🤖 AI Summary
This study investigates whether mainstream vision models can perceive illusory motion in static images—such as the Rotating Snakes illusion—in a manner analogous to human vision. By evaluating multiple optical flow models under simulated saccadic eye movements and introducing a biologically inspired dual-channel architecture, the work systematically demonstrates for the first time that existing models generally fail to replicate human perception of static illusory motion. Experiments reveal that only the dual-channel model, when subjected to eye-movement simulation, produces rotational optical flow consistent with human perceptual reports. This capability hinges on the integration of luminance and higher-order chromatic features, coupled with a recurrent attention mechanism. The findings underscore the necessity of biologically inspired architectural design for accurately modeling human visual illusions.
📝 Abstract
Understanding human motion processing is essential for building reliable, human-centered computer vision systems. Although deep neural networks (DNNs) achieve strong performance in optical flow estimation, they remain less robust than humans and rely on fundamentally different computational strategies.

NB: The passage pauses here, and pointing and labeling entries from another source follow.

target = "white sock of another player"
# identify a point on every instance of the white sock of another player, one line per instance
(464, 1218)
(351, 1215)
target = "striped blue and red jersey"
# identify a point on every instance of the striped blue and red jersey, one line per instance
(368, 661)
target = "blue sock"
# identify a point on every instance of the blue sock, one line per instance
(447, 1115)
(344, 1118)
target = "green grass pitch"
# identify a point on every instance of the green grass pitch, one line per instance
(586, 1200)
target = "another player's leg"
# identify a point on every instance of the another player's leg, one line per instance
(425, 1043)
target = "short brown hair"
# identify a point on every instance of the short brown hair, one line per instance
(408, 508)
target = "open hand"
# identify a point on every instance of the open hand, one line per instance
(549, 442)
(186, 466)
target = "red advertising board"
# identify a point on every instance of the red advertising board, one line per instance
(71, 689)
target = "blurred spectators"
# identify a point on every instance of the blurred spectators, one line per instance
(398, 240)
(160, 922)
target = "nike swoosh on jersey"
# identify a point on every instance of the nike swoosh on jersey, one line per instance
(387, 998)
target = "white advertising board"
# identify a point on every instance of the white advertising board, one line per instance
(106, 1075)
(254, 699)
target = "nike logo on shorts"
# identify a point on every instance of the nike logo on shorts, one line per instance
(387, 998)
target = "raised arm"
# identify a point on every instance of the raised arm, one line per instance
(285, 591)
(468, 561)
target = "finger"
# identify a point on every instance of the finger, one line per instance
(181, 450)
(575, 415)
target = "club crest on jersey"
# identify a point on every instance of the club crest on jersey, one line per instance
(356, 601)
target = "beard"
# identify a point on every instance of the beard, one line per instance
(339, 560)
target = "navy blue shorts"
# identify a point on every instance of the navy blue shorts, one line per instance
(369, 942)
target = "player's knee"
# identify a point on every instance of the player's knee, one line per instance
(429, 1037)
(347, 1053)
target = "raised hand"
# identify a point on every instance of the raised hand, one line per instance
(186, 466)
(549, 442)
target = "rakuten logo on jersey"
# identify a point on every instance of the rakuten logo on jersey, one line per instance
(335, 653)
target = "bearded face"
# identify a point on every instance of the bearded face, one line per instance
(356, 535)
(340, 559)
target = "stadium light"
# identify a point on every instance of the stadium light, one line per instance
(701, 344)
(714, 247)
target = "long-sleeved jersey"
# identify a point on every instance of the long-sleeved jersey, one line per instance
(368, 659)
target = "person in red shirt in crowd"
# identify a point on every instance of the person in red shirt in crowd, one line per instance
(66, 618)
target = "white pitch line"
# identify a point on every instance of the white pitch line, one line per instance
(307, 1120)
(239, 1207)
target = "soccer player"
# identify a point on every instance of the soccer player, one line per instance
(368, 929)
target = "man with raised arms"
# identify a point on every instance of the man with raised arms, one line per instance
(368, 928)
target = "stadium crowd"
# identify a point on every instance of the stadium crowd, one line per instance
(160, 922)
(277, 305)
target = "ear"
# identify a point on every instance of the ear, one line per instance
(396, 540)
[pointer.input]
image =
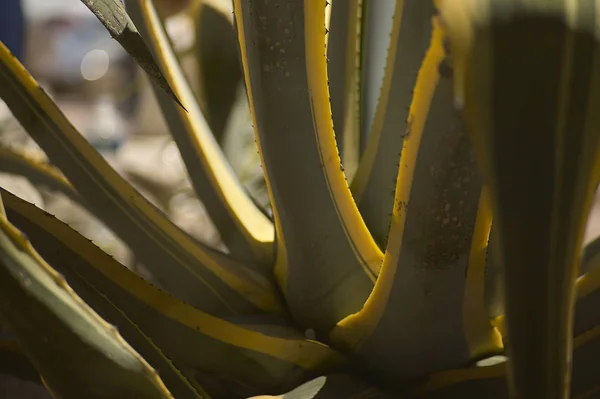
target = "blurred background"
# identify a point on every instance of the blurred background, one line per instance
(110, 101)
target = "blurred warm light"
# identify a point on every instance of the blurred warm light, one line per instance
(94, 64)
(490, 361)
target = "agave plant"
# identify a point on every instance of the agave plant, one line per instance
(387, 285)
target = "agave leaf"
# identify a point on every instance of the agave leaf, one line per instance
(333, 386)
(38, 173)
(535, 106)
(377, 25)
(247, 232)
(374, 183)
(326, 260)
(219, 69)
(113, 16)
(78, 353)
(14, 362)
(241, 357)
(197, 274)
(491, 381)
(435, 257)
(343, 70)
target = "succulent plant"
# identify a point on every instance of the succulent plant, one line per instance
(448, 264)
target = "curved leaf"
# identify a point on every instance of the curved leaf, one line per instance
(40, 174)
(246, 231)
(77, 352)
(238, 357)
(200, 275)
(374, 183)
(326, 260)
(429, 294)
(530, 107)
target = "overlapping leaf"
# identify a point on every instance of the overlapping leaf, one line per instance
(77, 352)
(326, 260)
(530, 107)
(244, 356)
(429, 294)
(204, 277)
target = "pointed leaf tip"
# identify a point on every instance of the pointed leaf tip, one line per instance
(115, 19)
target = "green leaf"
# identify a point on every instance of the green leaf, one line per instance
(247, 232)
(38, 173)
(326, 260)
(530, 107)
(78, 354)
(113, 16)
(219, 69)
(194, 272)
(235, 357)
(430, 291)
(374, 182)
(343, 71)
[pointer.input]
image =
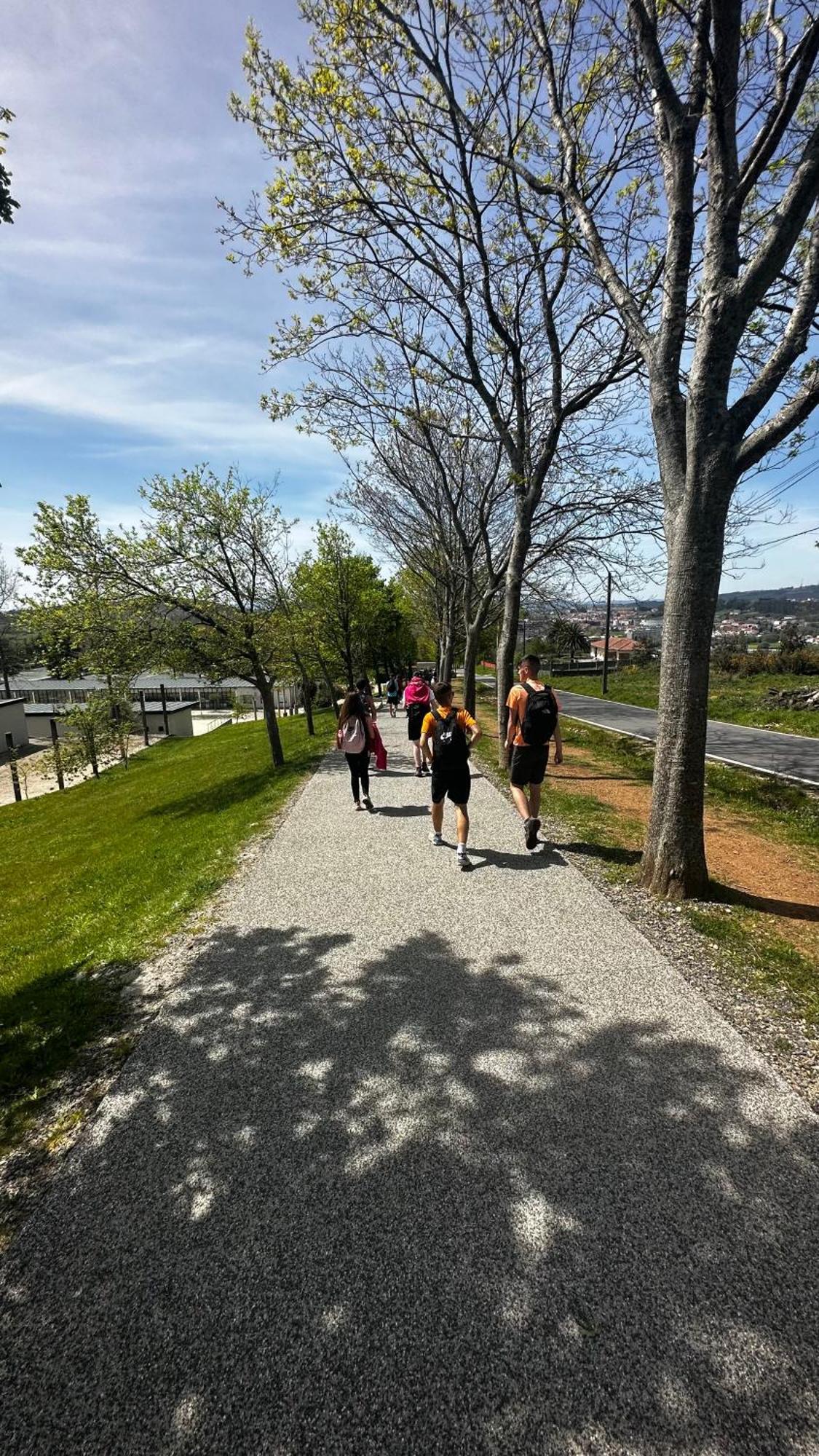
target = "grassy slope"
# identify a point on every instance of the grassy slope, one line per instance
(730, 700)
(106, 871)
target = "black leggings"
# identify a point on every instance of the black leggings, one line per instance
(359, 772)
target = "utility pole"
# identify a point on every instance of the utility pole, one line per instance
(58, 758)
(608, 634)
(12, 753)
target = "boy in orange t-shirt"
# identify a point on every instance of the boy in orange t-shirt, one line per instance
(451, 733)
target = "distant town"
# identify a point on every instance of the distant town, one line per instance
(758, 617)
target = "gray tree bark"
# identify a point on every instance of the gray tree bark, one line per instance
(673, 860)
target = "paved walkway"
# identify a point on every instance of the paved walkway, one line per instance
(424, 1163)
(787, 755)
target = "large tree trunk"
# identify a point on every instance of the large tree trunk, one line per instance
(470, 668)
(272, 724)
(673, 861)
(510, 622)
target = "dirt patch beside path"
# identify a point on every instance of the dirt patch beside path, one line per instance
(777, 880)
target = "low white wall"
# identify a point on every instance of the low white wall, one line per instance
(180, 721)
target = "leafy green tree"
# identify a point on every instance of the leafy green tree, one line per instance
(81, 615)
(684, 143)
(566, 637)
(343, 601)
(791, 640)
(14, 640)
(729, 652)
(207, 573)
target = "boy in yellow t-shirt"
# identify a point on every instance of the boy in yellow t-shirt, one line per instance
(451, 733)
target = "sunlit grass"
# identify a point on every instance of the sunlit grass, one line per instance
(98, 876)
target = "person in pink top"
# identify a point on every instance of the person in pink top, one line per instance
(417, 701)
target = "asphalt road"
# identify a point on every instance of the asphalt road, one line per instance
(781, 753)
(423, 1163)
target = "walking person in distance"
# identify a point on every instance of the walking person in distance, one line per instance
(378, 748)
(355, 739)
(417, 701)
(451, 733)
(534, 720)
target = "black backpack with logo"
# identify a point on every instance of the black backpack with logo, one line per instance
(539, 720)
(451, 748)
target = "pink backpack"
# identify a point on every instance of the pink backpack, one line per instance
(353, 736)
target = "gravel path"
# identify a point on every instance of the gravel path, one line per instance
(424, 1163)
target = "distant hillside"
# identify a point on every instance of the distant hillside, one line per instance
(729, 601)
(768, 596)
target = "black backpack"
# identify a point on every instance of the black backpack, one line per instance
(539, 720)
(451, 748)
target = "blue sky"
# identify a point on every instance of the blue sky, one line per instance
(129, 346)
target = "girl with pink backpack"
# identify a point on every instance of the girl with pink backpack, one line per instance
(355, 739)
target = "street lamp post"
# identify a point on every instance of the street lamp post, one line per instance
(608, 634)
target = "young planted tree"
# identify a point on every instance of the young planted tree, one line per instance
(81, 612)
(346, 604)
(411, 245)
(439, 502)
(12, 636)
(684, 141)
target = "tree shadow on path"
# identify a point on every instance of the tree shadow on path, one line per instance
(414, 1203)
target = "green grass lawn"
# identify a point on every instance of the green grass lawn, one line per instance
(98, 876)
(730, 700)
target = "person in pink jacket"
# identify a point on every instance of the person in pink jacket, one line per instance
(417, 701)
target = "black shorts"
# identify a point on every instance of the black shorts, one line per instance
(455, 784)
(528, 765)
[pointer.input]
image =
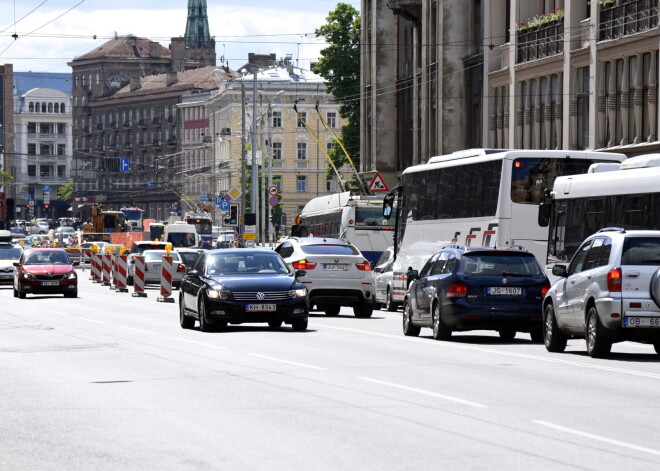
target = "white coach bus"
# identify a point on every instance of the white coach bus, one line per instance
(625, 195)
(477, 197)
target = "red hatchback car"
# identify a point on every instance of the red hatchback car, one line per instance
(45, 271)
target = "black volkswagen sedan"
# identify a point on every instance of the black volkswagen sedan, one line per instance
(235, 286)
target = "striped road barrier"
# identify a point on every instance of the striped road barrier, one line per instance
(166, 273)
(138, 277)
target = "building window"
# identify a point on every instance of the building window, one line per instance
(277, 119)
(302, 117)
(277, 151)
(301, 183)
(332, 119)
(302, 150)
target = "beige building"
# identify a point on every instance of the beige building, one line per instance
(299, 160)
(537, 74)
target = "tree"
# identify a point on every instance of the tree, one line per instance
(340, 67)
(65, 192)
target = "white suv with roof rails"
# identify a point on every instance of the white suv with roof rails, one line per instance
(337, 274)
(610, 292)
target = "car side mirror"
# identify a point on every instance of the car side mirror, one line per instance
(560, 270)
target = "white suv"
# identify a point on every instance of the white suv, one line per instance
(337, 274)
(610, 292)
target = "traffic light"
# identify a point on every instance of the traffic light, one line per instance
(232, 220)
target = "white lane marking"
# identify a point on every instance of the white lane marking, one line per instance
(136, 330)
(200, 343)
(287, 362)
(90, 320)
(426, 393)
(598, 437)
(475, 348)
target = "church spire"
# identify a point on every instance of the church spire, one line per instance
(197, 27)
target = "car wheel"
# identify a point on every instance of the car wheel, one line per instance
(274, 324)
(597, 345)
(363, 310)
(553, 338)
(507, 334)
(409, 329)
(332, 311)
(299, 325)
(204, 326)
(185, 321)
(440, 330)
(390, 305)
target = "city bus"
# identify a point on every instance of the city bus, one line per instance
(626, 195)
(204, 225)
(133, 218)
(476, 197)
(358, 219)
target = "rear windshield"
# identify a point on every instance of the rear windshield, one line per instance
(492, 264)
(641, 251)
(330, 249)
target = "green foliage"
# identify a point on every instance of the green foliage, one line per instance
(340, 67)
(65, 192)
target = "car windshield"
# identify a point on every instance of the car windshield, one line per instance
(46, 258)
(245, 263)
(641, 251)
(12, 253)
(330, 249)
(494, 264)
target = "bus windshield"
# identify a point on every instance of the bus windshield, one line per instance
(530, 176)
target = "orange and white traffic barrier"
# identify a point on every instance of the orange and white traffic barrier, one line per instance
(138, 277)
(121, 272)
(106, 262)
(166, 273)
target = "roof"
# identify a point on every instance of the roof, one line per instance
(26, 81)
(128, 47)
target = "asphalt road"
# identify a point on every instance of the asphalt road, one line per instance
(108, 381)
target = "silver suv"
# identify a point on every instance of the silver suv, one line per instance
(610, 292)
(337, 274)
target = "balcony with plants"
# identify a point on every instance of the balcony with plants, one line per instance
(541, 36)
(620, 18)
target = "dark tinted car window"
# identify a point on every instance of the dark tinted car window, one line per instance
(641, 251)
(493, 263)
(328, 249)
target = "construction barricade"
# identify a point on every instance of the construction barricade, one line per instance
(138, 277)
(166, 273)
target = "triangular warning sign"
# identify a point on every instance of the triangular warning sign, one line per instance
(378, 184)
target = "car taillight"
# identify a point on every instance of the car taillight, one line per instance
(457, 289)
(545, 288)
(614, 280)
(364, 266)
(303, 265)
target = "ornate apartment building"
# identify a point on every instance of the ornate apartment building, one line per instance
(529, 74)
(126, 126)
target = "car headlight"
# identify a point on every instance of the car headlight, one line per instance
(298, 293)
(218, 294)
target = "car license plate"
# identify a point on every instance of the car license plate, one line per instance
(641, 321)
(335, 266)
(504, 291)
(261, 308)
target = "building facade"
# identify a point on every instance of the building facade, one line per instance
(299, 162)
(537, 74)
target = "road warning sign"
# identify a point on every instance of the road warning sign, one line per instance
(378, 184)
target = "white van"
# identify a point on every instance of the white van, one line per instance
(182, 234)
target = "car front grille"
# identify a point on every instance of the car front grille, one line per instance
(267, 296)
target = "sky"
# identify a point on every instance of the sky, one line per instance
(51, 33)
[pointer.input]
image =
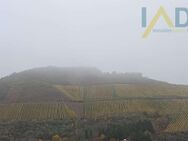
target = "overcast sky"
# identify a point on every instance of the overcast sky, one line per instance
(106, 34)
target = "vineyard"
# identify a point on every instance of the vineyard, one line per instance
(77, 93)
(45, 111)
(110, 108)
(106, 101)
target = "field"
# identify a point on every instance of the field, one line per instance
(105, 101)
(45, 111)
(102, 101)
(78, 93)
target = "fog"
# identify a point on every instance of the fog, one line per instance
(106, 34)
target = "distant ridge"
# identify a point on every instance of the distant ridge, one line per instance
(36, 85)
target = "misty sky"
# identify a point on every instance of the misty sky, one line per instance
(106, 34)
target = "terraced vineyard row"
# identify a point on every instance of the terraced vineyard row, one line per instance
(97, 109)
(77, 93)
(45, 111)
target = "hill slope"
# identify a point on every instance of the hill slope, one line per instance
(40, 84)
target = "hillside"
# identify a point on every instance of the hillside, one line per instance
(52, 84)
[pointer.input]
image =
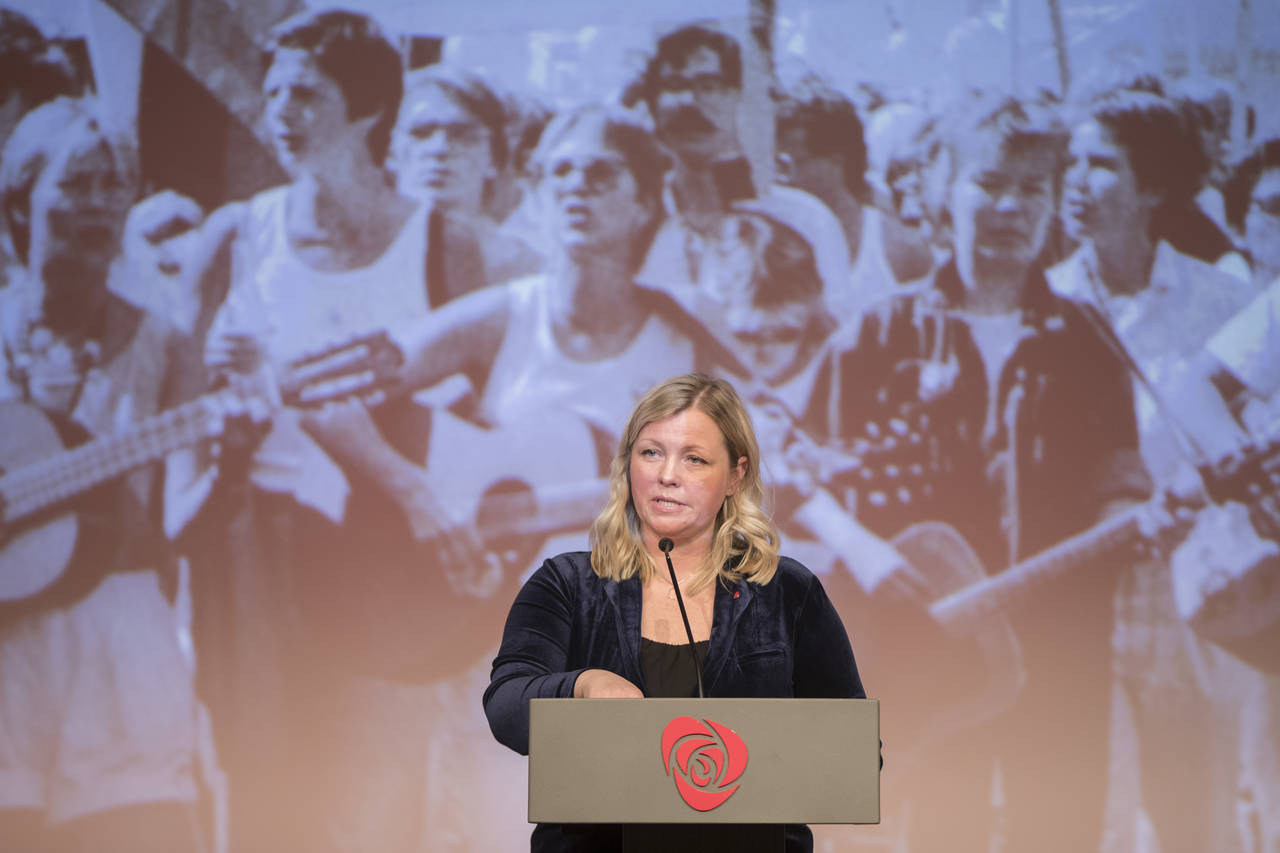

Visual motion illusions provide a powerful probe into these mechanisms, revealing how human and machine vision align or diverge. While recent DNN-based motion models can reproduce dynamic illusions such as reverse-phi, it remains unclear whether they can perceive illusory motion in static images, exemplified by the Rotating Snakes illusion. We evaluate several representative optical flow models on Rotating Snakes and show that most fail to generate flow fields consistent with human perception. Under simulated conditions mimicking saccadic eye movements, only the human-inspired Dual-Channel model exhibits the expected rotational motion, with the closest correspondence emerging during the saccade simulation. Ablation analyses further reveal that both luminance-based and higher-order color--feature--based motion signals contribute to this behavior and that a recurrent attention mechanism is critical for integrating local cues. Our results highlight a substantial gap between current optical-flow models and human visual motion processing, and offer insights for developing future motion-estimation systems with improved correspondence to human perception and human-centric AI.